Accordingly, the modern history of pain without lesion dovetails with studies in the history of stigma, and in the history of increasing concerns over malingering. All three are of course highly gendered (‘hysteria’ was, in the dynamic nosologies of the 19th c. West, frequently deployed as a term for pain complaints). Unsurprisingly, then, pain stigma and concerns of malingering appear most commonly in military, pension, and railway contexts, and is therein saturated with ideas about manhood and femininity.
The connection to X-rays comes from the significance of the fact that the pain complaints that most interest me are those without lesion. What Foucault terms the anatomoclinical method is in some important sense born during the 19th c., and my contention is that illness complaints that could not be clinically correlated with a discrete, material pathology (read: lesion) were increasingly problematic over the long 19th c. (And as a meta-point, one item I have great difficulty understanding is why the vast majority of work in health humanities & Foucault studies pays unjustifiably short shrift to what I consider to be one of his most important books – The Birth of the Clinic.)
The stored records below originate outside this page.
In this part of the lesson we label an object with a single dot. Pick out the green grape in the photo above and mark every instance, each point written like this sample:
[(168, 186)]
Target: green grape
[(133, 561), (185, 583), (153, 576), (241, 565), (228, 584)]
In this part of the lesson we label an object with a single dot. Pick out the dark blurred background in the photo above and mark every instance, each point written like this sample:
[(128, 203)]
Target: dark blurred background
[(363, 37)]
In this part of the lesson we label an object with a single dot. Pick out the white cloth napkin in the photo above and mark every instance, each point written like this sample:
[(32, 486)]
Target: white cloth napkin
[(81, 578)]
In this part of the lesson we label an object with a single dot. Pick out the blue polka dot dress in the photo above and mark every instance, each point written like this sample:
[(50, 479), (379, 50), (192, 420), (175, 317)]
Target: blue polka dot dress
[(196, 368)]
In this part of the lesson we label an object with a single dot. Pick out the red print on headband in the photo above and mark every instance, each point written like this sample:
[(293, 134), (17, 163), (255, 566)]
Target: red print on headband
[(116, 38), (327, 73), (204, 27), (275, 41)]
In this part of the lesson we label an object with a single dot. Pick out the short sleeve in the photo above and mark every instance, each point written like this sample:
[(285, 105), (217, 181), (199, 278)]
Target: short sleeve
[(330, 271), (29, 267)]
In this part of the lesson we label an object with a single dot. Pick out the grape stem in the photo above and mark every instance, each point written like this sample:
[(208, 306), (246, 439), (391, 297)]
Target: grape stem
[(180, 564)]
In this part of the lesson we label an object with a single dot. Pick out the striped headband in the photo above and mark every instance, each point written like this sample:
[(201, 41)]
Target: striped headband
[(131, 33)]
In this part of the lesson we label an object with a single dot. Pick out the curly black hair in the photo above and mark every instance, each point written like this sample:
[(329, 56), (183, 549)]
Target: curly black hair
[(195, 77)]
So the history of pathological anatomy becomes significant here, which dovetails with the explosion of novel scientific and medical imaging techniques over the same time period (daguerreotype, lithograph, microscope [not new, but renewed focus and interest], and, of course, the X-ray). The X-ray bestows upon the user the capacity to anatomize remotely the living body, and the social, cultural, and intellectual importance of this power across a wide variety of domains can hardly be overstated. Finally, the latter cannot properly be analyzed with attention to the history of objectivity, so I spend some time working with that as well.
Thems a lot of words. My hope is to connect these historical studies to our present difficulties in treating pain and in regarding those who suffer pain equally. There’s a risk of instrumentalism there, which I work hard to avoid. One of the wonderful things about history, especially the history of medicine &/or public health, is how much it helps inform us about what we are doing and what we could be doing. But even if it did no such thing, history would be worth studying for its own sake; has intrinsic value. So I tack between trying to harness the amazing power of history and historical approaches for making sense of the world we live in and our understandings of mind, body, illness, and health across populations, and studying and learning about history just because it is intrinsically valuable. I hope Clio is not too angry with me.
Finally – I promise – what does all of this have to do with the health humanities? I believe, and say as much in a contribution to the forthcoming Health & Humanities Reader (Rutgers, 2013), that we need to harken back to the studia humanitatis as shaped by the medieval and Renaissance humanists (and in the essay I trace the influence of law and rhetoric in thinking about the historical and contemporary humanities). The humanists eschewed the Scholastic search for grand, metaphysical truths, and were much more interested in using erudition and learning in the service of virtue and practical wisdom. This underpins how I try to practice the health humanities. As Montaigne, my personal and professional hero notes, it is myself that I paint.